Processes

Processes

Reading

Objectives

The Process Model

The Tanenbaum text says, "The most central concept in any OS is the process: an abstraction of a running program". Processes support multiprogramming and concurrency. We can also refer to a process as a unit of resource allocation and protection.

In normal execution, the CPU switches from one process to another quickly, running each process for a few milliseconds, typically, then executing a context switch so the next process can run.

The notion of processes and multiprogramming works just fine with a single CPU. The text assumes just one CPU for this discussion of processes. Of course, the concept of processes is valid in a multiprocessing system, too.

Processes may belong to the kernel, or to users. The same structure is used for both kinds of processes, because they all need to run on the same processor. The main difference is that processes belonging to the OS kernel will execute in a privileged mode (e.g., ring 0) on the CPU, whereas user processes will execute in an unprivileged mode (e.g., ring 3).
A conceptual view of multiprogramming with four processes. Each process has its own program counter.
All four processes are loaded in memory, but only one runs at a time on the processor. (Tanenbaum)

Process Creation

There are four principal events that cause a process, or processes, to be created: In Unix/Linux, there are usually two steps to new process creation: The example below is from the Tanenbaum text. When a shell command is given in Linux, the shell process first creates a new copy of itself. The child process then actually runs the shell command executable.
A conceptual view of the command ls being executed from the shell. (Tanenbaum)


Fork and Exec. Although there are usually OS API calls that provide an additional layer of abstraction, the fundamental idea of a fork() system call underlies process creation in all modern operating systems, including Unix/Linux, Windows, MacOS, iOS, and Android.

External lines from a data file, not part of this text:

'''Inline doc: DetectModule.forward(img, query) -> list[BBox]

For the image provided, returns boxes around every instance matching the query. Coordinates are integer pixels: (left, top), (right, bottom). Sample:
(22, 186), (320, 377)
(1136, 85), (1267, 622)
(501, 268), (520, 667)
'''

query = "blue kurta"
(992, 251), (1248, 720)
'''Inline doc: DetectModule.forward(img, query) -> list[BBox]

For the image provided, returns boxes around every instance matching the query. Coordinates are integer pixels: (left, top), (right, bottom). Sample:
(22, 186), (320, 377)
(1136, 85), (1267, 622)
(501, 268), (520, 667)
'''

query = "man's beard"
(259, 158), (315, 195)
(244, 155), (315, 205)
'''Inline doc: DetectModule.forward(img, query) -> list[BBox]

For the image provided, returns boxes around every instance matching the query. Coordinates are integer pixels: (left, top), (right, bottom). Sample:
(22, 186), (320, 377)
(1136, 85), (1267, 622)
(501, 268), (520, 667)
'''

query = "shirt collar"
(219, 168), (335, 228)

Here is a simple fork() example for Linux: code
/* fork.c */
#include <stdio.h>
#include <unistd.h>
#include <sys/types.h>

int main(int argc, char **argv)
{
    printf("PID: %i I am the parent process and am initializing\n", getpid());
    int counter = 0;
    pid_t childPID = fork();

    if (childPID == 0) {
        // child process
        pid_t myPID = getpid();
        printf("\tPID: %i I am the Child Process. childPID=%i\n", myPID, childPID);
        printf("\tPID: %i Press Enter to Terminate\n", myPID);
        getchar();
    }
    else if (childPID > 0) {
        // parent process
        pid_t myPID = getpid();
        printf("PID: %i Parent Process runs after the fork(). childPID=%i\n", myPID, childPID);
        printf("PID: %i Enter to Terminate\n", myPID);  
        getchar();  
    }

    printf("PID: %i \tThis process is terminating. Bye!\n", getpid());
    return 0;
}
And another example, in which the parent sends a termination signal to the child: code
/* fork-signal.c */
#include <stdio.h>
#include <unistd.h>
#include <sys/types.h>
#include <signal.h>

static int terminateFlag = 0;

void sig_handler(int signalNumber) {
    terminateFlag = 1;
    printf("\tPID: %i Caught signal %d. Sig handler done...\n", getpid(), signalNumber);
    return;
}

int main(int argc, char **argv) {
    printf("PID: %i I am the parent process and am initializing\n", getpid());
    int counter = 0;
    pid_t childPID = fork();
 
    if (childPID == 0) {
        // child process
        pid_t myPID = getpid();
        printf("\tPID: %i I am the Child Process. childPID=%i\n", myPID, childPID);
        printf("\tPID: %i Press Enter to Terminate\n", myPID);

        // Install the signal handler
        signal(SIGINT, sig_handler);
        signal(SIGTERM, sig_handler);

        int i;
        for (i=0; i<1000; i++) {
            sleep(2);
            printf("\tPID: %i I am the Child Process. I'm awake and going back to sleep now.\n", myPID);
            if (terminateFlag) {
                printf("\tPID: %i The Child Process terminates..\n", myPID);
            return 0;
            }
        }
    }

    else if (childPID > 0) {
        // parent process
        pid_t myPID = getpid();
        printf("PID: %i Parent Process runs after the fork(). childPID=%i\n", myPID, childPID);
        printf("PID: %i Enter to Terminate\n", myPID);  
        getchar();
        kill(childPID, SIGINT);
    }
  
    printf("PID: %i \tThe parent process is terminating... Bye!\n", getpid());
    return 0;
}

Process Termination

A process will normally terminate due to one of the following onditions: By default, the compiler will normally attach an exit() syscall at the end of an executable. In addition, most operating systems allow the application programmer to add exit handlers that perform cleanup actions before a process is destroyed.

Process Hierarchies

In Unix/Linux, by default, a process and all its descendant processes form a process group. When a user sends a signal to the keyboard, the signal is delivered to all members of the process group associated with the keyboard. Beginning with the first initial process then, the process hierarchy naturally forms a tree. This initial process was historically init, but now more often it's systemd (and there are others.) The process tree can be displaying using the pstree command:

$ pstree
systemd─┬─BESClient───6*[{BESClient}]
        ├─ModemManager───2*[{ModemManager}]
        ├─NetworkManager─┬─dhclient
        │                └─2*[{NetworkManager}]
        ├─accounts-daemon───2*[{accounts-daemon}]
        ├─acpid
        ├─agetty
        ├─apache2───5*[apache2]
        ├─auditd───{auditd}
        ├─avahi-daemon───avahi-daemon
        ├─boltd───2*[{boltd}]
        ├─colord───2*[{colord}]
        ├─cron
        ├─cups-browsed───2*[{cups-browsed}]
        ├─cupsd───dbus
        ├─dbus-daemon        
        ...

Windows does not have the same concept of a process hierarchy. A parent process gets a handle to the child process, but otherwise all processes are basically equal. If a Windows process is killed, its child processes live on normally.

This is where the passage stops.